The Mercury Cougar XR7 had little measurable impact on the American automotive landscape, but the Cougar featured in TRANSLOGIC 64 is a little different--so much so that its owner even changed its name. Although "Beaver" is a strange moniker for a car, Chip Beam has a good reason for naming his ride after the trunk-chewing critter; after all, the Beaver XR7 runs on wood (or any other organic material) through a process called gasification.
Because the car's factory engine is still powering the vehicle, all the car's original accessories still function. The radio, air-conditioning, power windows and safety equipment all work as they were designed
The original 1990 Mercury Cougar XR7 uses a supercharged V6 (the LS model was not supercharged), which makes it an ideal donor for gasification conversion. The supercharger forces more gas into the engine cylinders, resulting in a wood-burning car that feels more like the gasoline powered vehicles we're all used to.
The car is still using an internal combustion engine, but it's not direct combustion like a gasoline powered car. In the Beaver, the material can be burned more completely because it's burned at a higher temperature than gasoline burns inside the engine of a modern automobile. This makes the wood burning car cleaner because the fuel source has been burned almost completely, leaving no ash or particulate matter.

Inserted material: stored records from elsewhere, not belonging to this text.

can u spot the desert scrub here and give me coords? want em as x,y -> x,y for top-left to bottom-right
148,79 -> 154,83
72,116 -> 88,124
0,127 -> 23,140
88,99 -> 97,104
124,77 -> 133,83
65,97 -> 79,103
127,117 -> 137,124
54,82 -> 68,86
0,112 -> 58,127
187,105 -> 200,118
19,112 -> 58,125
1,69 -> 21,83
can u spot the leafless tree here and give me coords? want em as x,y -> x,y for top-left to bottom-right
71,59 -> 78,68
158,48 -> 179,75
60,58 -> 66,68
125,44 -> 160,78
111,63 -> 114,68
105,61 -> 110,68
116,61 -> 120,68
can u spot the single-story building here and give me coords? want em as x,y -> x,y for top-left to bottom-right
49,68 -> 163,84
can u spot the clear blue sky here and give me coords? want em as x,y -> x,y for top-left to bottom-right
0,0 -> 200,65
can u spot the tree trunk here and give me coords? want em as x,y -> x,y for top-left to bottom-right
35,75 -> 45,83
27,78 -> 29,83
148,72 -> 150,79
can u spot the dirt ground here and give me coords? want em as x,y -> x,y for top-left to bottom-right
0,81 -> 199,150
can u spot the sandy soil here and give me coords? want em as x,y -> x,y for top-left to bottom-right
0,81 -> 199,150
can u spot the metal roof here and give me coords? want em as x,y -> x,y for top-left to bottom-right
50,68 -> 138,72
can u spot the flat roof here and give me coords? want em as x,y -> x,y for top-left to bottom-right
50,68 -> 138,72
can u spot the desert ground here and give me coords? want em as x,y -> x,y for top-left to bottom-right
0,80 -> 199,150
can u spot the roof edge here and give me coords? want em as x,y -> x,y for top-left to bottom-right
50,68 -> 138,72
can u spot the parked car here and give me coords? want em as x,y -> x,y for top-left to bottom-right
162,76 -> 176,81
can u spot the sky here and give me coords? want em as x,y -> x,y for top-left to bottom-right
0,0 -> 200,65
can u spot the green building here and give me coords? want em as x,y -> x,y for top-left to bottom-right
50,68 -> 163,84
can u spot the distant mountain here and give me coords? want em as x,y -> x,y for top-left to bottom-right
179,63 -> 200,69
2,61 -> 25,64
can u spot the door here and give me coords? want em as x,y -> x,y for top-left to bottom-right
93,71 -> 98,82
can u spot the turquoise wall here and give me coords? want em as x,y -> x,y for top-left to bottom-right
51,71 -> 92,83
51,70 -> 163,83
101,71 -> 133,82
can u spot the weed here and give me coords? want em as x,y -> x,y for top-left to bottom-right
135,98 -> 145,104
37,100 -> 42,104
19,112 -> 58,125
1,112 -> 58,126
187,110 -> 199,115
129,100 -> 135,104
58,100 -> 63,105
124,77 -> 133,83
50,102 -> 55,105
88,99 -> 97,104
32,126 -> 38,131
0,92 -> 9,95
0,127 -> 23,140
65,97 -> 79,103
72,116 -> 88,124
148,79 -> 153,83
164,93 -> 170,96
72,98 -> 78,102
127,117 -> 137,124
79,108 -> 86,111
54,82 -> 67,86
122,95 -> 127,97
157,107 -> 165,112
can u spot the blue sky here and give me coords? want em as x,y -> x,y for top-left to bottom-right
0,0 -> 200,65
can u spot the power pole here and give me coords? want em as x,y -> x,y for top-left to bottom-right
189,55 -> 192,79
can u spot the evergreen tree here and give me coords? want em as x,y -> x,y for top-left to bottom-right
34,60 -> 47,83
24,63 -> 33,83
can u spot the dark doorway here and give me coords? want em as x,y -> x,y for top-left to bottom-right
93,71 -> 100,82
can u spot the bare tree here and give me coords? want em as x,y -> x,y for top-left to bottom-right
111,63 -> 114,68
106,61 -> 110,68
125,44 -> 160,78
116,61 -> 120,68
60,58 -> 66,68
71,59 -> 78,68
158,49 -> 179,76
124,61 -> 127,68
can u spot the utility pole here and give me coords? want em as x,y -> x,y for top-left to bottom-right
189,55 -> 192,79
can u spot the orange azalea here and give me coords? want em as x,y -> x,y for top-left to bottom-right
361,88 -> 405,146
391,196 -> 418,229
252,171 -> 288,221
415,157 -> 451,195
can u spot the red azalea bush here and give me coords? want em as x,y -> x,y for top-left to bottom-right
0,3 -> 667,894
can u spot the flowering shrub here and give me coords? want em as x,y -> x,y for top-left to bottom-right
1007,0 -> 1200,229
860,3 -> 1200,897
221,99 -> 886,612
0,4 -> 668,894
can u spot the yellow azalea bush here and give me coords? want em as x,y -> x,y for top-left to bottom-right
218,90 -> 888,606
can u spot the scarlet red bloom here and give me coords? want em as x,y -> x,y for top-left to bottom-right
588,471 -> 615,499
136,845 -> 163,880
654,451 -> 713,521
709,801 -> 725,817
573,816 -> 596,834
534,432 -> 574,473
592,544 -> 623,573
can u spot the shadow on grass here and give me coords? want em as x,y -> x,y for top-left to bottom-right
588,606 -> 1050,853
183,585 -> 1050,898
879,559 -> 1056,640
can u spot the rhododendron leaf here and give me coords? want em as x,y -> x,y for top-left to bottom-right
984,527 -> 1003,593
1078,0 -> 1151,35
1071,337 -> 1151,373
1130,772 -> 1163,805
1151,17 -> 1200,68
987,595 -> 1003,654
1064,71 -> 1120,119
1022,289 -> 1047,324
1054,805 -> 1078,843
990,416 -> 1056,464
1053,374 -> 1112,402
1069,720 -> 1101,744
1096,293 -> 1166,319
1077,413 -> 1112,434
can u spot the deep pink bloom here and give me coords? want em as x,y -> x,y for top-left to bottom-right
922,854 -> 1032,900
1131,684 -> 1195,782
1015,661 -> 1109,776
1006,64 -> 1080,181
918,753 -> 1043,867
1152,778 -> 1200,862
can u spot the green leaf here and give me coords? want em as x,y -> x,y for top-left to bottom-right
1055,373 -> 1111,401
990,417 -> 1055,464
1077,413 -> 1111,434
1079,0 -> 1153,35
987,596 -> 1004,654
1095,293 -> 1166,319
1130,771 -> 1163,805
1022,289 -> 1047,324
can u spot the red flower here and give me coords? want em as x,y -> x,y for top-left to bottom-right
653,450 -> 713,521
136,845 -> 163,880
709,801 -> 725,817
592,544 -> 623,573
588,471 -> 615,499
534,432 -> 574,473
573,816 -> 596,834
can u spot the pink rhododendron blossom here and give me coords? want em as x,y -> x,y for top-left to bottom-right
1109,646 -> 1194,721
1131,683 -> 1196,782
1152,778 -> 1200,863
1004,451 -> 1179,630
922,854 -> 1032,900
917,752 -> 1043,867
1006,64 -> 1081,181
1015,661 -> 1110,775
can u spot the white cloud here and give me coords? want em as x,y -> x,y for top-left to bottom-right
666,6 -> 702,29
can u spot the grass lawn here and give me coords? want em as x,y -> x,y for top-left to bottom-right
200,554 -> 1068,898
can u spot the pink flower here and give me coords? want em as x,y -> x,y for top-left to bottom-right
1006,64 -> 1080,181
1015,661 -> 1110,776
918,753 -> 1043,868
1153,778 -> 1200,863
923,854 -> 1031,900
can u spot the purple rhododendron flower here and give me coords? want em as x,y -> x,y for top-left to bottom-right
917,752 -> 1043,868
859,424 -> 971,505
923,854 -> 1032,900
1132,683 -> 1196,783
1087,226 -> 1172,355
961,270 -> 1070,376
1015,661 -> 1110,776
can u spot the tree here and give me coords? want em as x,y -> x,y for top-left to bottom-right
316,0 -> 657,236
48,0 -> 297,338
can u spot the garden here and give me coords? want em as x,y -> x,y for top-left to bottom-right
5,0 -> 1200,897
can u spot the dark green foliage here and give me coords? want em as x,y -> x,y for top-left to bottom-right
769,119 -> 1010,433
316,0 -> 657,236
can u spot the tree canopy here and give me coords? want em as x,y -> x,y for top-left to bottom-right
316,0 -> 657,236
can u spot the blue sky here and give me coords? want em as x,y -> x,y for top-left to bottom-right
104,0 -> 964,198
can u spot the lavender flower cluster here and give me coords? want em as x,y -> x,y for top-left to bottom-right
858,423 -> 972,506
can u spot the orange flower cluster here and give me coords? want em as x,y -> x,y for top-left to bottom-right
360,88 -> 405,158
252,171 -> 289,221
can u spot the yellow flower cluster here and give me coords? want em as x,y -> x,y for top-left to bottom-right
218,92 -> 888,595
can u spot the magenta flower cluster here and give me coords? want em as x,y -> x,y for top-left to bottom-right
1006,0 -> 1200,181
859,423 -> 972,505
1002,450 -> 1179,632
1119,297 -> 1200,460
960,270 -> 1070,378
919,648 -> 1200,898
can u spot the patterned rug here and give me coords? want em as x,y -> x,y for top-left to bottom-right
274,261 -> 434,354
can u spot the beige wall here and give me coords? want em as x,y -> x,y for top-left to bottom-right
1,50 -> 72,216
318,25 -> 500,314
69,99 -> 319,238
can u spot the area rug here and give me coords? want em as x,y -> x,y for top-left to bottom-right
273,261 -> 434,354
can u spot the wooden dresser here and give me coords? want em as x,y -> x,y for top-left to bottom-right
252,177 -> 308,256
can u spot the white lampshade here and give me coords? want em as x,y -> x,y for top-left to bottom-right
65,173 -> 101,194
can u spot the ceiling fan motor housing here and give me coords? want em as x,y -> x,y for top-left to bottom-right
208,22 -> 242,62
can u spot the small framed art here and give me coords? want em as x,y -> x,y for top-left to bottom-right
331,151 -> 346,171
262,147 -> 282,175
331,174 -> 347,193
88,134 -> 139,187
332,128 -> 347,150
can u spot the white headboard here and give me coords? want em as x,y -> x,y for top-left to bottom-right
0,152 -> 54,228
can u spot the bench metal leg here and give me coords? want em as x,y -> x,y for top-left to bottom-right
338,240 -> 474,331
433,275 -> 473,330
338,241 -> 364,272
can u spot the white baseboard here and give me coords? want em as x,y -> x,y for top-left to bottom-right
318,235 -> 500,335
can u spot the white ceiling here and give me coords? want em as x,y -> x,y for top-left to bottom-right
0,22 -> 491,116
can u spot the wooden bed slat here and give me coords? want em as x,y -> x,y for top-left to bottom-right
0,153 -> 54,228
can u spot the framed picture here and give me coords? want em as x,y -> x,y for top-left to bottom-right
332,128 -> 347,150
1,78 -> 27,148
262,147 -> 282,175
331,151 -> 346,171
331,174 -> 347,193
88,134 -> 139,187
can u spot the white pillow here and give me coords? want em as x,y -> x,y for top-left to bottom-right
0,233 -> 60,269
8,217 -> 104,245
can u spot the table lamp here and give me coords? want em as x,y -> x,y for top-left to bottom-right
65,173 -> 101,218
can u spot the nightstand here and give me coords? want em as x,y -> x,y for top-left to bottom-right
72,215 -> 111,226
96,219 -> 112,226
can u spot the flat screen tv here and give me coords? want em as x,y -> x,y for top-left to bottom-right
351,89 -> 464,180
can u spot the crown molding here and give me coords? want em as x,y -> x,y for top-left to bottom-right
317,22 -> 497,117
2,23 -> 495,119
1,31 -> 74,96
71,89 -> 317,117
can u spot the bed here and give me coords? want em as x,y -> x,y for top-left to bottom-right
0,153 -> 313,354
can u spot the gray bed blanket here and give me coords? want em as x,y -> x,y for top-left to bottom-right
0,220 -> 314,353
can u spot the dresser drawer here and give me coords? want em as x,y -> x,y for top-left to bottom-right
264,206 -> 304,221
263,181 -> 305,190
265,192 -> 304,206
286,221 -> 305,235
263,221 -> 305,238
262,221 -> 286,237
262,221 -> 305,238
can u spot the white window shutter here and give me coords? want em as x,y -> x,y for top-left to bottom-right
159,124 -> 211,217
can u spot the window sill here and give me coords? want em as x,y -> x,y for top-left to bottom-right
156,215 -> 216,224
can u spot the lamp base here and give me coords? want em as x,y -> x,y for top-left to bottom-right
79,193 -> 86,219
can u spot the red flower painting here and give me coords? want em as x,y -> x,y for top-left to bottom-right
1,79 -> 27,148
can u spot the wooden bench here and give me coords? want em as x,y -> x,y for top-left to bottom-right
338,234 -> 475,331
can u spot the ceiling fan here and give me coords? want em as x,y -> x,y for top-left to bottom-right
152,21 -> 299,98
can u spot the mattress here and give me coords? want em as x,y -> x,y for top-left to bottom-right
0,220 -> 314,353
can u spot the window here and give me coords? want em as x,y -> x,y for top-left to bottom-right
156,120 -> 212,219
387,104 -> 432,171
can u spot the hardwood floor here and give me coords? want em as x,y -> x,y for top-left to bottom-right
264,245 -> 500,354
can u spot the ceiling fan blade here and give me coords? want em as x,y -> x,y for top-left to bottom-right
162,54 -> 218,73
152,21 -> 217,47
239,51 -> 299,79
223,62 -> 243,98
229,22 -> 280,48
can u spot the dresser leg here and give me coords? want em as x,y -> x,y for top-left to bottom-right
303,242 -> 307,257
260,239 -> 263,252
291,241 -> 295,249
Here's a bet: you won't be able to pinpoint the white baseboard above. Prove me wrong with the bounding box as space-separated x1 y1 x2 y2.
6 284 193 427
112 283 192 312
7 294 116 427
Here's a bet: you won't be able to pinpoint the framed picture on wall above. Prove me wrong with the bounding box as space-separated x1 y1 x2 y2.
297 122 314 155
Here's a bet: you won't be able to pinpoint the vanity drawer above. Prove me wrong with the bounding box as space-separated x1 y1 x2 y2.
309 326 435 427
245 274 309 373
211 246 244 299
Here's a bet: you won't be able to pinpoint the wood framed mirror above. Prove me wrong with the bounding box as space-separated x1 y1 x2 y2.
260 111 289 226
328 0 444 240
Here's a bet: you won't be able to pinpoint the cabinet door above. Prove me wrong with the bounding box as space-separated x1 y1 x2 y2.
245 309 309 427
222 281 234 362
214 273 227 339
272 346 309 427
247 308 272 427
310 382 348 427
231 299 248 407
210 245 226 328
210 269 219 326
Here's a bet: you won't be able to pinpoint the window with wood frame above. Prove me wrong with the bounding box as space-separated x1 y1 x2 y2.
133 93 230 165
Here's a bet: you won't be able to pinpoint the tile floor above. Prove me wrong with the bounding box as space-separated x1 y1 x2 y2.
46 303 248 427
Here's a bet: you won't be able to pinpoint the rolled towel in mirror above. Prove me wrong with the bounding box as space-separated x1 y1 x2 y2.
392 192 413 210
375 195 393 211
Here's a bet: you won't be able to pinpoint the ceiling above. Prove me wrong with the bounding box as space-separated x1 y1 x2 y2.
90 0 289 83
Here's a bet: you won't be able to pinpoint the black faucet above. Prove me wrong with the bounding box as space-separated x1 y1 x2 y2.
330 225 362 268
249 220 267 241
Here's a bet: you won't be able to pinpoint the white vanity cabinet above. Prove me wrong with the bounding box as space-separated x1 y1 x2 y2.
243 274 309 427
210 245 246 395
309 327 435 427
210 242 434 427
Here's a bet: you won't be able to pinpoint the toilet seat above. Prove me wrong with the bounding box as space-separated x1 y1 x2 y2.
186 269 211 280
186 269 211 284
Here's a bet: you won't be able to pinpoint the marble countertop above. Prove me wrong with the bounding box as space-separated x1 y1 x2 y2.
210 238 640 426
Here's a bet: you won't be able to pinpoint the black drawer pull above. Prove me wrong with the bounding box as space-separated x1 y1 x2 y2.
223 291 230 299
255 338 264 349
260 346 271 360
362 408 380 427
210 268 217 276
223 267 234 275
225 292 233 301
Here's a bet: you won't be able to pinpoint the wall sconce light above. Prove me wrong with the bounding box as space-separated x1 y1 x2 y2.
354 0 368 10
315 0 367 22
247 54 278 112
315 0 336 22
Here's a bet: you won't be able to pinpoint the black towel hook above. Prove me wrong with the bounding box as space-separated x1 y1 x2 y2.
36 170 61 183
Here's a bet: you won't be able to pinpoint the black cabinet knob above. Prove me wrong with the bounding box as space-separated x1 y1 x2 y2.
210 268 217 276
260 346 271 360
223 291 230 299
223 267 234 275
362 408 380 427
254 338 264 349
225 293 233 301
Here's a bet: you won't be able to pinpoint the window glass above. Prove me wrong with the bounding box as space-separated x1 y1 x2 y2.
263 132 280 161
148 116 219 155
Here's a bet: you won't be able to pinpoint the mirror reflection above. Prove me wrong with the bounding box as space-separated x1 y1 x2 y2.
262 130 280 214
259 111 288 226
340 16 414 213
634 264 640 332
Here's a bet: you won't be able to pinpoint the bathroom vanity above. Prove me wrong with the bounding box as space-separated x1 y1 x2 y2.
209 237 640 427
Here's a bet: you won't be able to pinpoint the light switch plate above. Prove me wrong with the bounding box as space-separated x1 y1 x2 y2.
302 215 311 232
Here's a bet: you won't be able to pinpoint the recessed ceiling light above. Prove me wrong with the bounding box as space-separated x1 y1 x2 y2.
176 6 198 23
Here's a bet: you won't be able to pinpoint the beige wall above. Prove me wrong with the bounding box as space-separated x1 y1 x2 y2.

There's even a way you can use garbage to run the Beaver. By soaking any organic material in water, even garbage, then using a press to make bricks, those bricks can be loaded into the gasifier and will run the car.
It may come as a surprise to some that the idea of running a vehicle on gasified organic material isn't new. During World War II many buses, tractors and even personal vehicles throughout Europe were powered by wood/gas generators. The downside is that the amount of energy stored in a wood pellet isn't nearly as much as that stored in gasoline. A wood burning car might not be as quick or powerful as a gasoline powered car, but, add it to the list of intriguing alternatives to burning fossil fuels.